Foster attracted attention in 1971 when he was able to deliver a permanent office building to IBM in Cosham, at the cost and within the time-frame of temporary quarters. In 1975, Foster's modernist solution for an office structure in Ipswich, England for Willis Faber & Dumas brought the first international attention to his work. The three-storey, glass-clad exterior followed irregular street patterns, reflecting its surroundings by day, but becoming transparent at night to reveal the two open plan office floors and a swimming pool on the ground level. The project is considered a model of social responsiveness, as well as being ecologically efficient. Within two years, he confirmed his ability to bring innovation in both materials and design to the Sainsbury Centre for Visual Arts at the University of East Anglia, Norwich. On a much larger and international scale, in 1979, he received the commission for the Hong Kong and Shanghai Banking Corporation's headquarters, for which he designed a tower 47 stories above a ground floor plaza. Foster's life comes close to being a Horatio Alger story. He was born into a working class family in a suburb of Manchester, England in 1935, where the odds of his making a career in a profession were highly unlikely. He attended a local high school and did well, showing an early interest in architecture. After a series of odd jobs, and after his national service in the Royal Air Force, he enrolled in Manchester University where he won nearly every scholarship and fellowship available, eventually winning one to attend Yale University in the United States.

Since his first commission some 35 years ago, he has won worldwide acclaim for his modernist buildings, including his profession's highest honors. In 1990, he received a Knighthood from the Queen of England and in 1997 was appointed by the Queen to the Order of Merit. Pritzker Prize jury chairman, J. Carter Brown, commented, "Rooted in the grand tradition of 20th century modernism, Sir Norman Foster transcends categorization. At whatever scale, from a glass elevator to an airport, his vision forges the materials of our age into a crystalline, lyrical purity that is highly personal, brilliantly functional, and—shy as we are about using the word—just downright beautiful."

Bill Lacy, the executive director of the Pritzker Prize, quoted from the jury citation which states, "His design objectives are guided not only toward the overall beauty and function of a project, but for the well-being of those people who will be the end-users. This social dimension to his work translates as making every effort to transform and improve the quality of life. In the early seventies, he pioneered the notion that the workplace could be a pleasant environment."

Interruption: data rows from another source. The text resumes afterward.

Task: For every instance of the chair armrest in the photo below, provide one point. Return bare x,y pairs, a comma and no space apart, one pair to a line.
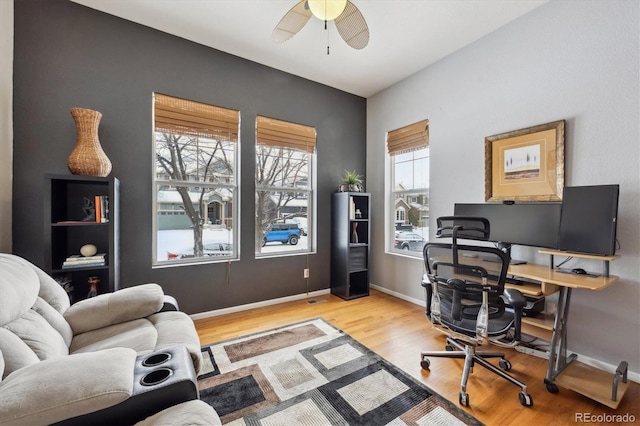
515,299
113,308
61,388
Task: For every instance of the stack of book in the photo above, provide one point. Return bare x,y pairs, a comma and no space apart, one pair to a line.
79,261
102,208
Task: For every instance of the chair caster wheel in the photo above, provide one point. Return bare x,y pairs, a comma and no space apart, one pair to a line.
505,364
525,399
425,363
463,399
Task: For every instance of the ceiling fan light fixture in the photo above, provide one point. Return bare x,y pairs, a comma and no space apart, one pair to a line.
327,10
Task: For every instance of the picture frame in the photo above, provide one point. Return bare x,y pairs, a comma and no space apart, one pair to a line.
525,164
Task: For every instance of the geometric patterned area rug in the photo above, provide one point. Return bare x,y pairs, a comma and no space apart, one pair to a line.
311,373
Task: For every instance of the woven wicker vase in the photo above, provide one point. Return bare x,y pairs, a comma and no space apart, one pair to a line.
88,158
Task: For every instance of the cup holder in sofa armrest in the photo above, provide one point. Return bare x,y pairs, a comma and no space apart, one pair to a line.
156,359
160,380
156,377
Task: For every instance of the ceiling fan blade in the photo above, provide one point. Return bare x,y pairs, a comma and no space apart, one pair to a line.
291,22
352,27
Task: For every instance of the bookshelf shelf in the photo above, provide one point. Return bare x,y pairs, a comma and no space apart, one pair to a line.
71,222
350,244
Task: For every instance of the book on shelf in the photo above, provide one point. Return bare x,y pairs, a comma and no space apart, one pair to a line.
73,265
102,208
80,258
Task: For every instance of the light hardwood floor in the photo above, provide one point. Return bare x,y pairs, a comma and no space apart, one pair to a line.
398,330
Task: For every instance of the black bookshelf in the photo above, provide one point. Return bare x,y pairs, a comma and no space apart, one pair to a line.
350,233
71,223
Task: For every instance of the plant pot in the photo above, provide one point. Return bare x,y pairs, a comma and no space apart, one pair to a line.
353,187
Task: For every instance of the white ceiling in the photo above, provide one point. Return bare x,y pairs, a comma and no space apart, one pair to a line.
405,35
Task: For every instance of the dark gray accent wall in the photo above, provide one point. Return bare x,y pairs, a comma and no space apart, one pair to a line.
67,55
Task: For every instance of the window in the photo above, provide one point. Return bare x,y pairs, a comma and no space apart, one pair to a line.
195,185
284,187
408,214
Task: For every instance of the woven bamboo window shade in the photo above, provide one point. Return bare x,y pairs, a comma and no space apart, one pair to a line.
184,117
409,138
272,132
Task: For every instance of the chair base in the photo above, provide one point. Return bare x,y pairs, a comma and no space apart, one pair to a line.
471,357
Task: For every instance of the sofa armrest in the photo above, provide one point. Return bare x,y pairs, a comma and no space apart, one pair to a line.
113,308
60,388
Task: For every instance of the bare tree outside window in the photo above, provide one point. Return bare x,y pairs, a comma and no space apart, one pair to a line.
195,184
284,188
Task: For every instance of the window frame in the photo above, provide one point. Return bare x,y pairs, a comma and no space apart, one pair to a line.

Lacy, who is an architect himself and president of the State University of New York at Purchase, added, "Sir Norman Foster's buildings set a standard for design excellence in the use of modern technology pushed to its artistic limits. His buildings represent the highest attainment of contemporary architecture in the twentieth century and will undoubtedly be the design standard for much of the architecture of the next century."